Злорадствовать над немощным противником несвойственно Дажлычу, и взирает он на него с искренним состраданием. Коротышка фельдмаршал, исхудавший, жёлтый, лежал на огромной постели по-детски беспомощный, устремив к потолку молящие глаза.
— Скорей бы… забрал Господь…
— Что ты! Медицина тут, чай, премудрая.
Помолчали.
— Домой бы мне… Напоследок…
— Так за чем дело стало? Езжай! Хочешь, отпущу сейчас, именем государыни.
— Поздно уж… Не доеду. Далеко ведь Москва-то… Нет, здесь уж Бог судил… На чужой сторонке.
— Пошто так? Наша теперь.
— Да на кой ляд она нам? — И голос больного отвердел. — Зачем мы сюда пришли? Есть Питер, есть Ревель, вот и довольно бы, Александр Данилыч, с лихвой довольно. Своя изба валится, а лезем к соседу, когда у самих, у самих…
— Странно слышать от тебя, Аникита Иваныч. От старого воина… Это болезнь твоя говорит…
— У самих-то сколь не пахано, не сеяно, — продолжал Репнин, мотая головой и морщась, будто сгоняя муху.
— На том свет стоит. Не нами заведено… — Раздражение мешало Данилычу говорить связно. — Да нешто был хоть один век без войны? Кругом зависть… С Курляндией каково, знаешь?
— Слыхал я… То забота не губернаторская. Офицер твой там… Обскажет тебе…
Покои, отведённые князю в замке, — окнами на Двину. Три мельницы, шеренгой, словно в Голландии, машут крыльями на том берегу — курляндском. Мачты причала, сочная листва садов, серые пятна крыш.
Горохов промучил ожиданием два дня. Привыкший сохранять вид бравый, беспечальный при любых обстоятельствах, выпалил почти с торжеством:
— Саксонца выбрали.
Положил на стол кошели с ефимками — увы, лишь малая часть потрачена и, верно, зря. Один барон соблазнился, обещал в российских интересах стараться.
— Государство с полушку, а гонора-то, гонора… Никого не признают над собой. Фердинанд молчит, поляки тоже пока…
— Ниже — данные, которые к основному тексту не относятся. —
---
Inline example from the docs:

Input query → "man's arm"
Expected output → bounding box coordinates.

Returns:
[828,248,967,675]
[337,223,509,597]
— Зашумят, Горошек… А герцогиня наша? Спит с Морицем?
— Плоть едина, батя. Как стемнеет, он к ней. Всякий стыд откинули.
— Таланту, стало быть, отставка?
— Бирону? Носа не кажет.
— Разобрало же Анну! Что за сласть в саксонце? Вот оно как с бабами, Горошек. Никогда не знаешь… Говорил ты с ней? Получила она письмо от царицы?
— Про это не поминала. Я спросил — угодно светлейшей герцогине принять его светлость князя? Нет, говорит, незачем ему беспокоиться, я сама к нему еду. Завтра же… С тем меня и отослала.
Что ж, добро пожаловать…
Погода испортилась, всю ночь барабанил дождь. Дороги размыло, шестёрка коней целый день волокла по ухабам, по лужам тяжёлую карету. Данилыч, услышав трубу форейтора, спустился с крыльца и подивился — к чему сей парад? Комья грязи облепили герцогский герб, золочёную сбрую.
— Гряди, гряди, голубица! Для милого дружка семь вёрст не околица. Верно?
Шутить не настроена. Сошла, не коснувшись поданной руки, следом выскочили два пажа, два румяных херувима в красных кафтанцах, понесли шлейф.
— Голодная небось. Битте! Через порок да за пирог…
— Премного благодарна.
Скорым шагом прошла в гостиную, села. Тяжёлая неприязнь в лице.
— Провещись, касатушка!
Нет, напрасны усилия исторгнуть хотя бы намёк на улыбку. Чужеземная гостья явилась, немецкая герцогиня. Забудь, что нянчил её, малолетнюю, шлёпал по мягкому месту, уча уму-разуму. Что неделями пила и ела у тебя, докучала болтовнёй пьяной, капризами да несносной стрельбой.
— Я в надежде была на вашу светлость. Писала вам… Видать, обманулась. Милости ждать от вас…
Голос её дрогнул.
— Дурости ты от меня хочешь, — отрезал князь. — Я нашей державе не враг.
— Я, что ли, враждебна?
— А ты рассуди, кому Курляндию даришь? Законный твой Мориц, незаконный — это пустое… Кровь Августа. Сын ему не дорог, так Курляндия, кусок-то жирный. Неужели толковать тебе надо, пресветлая? Великий государь определил — быть сей земле в империи Российской. Ты не полячка, не немка. Дочь царя Ивана…
При последних словах Анна надменно вздёрнула голоду, быстрыми, нервными движениями подобрала платье, будто собиралась встать и уйти.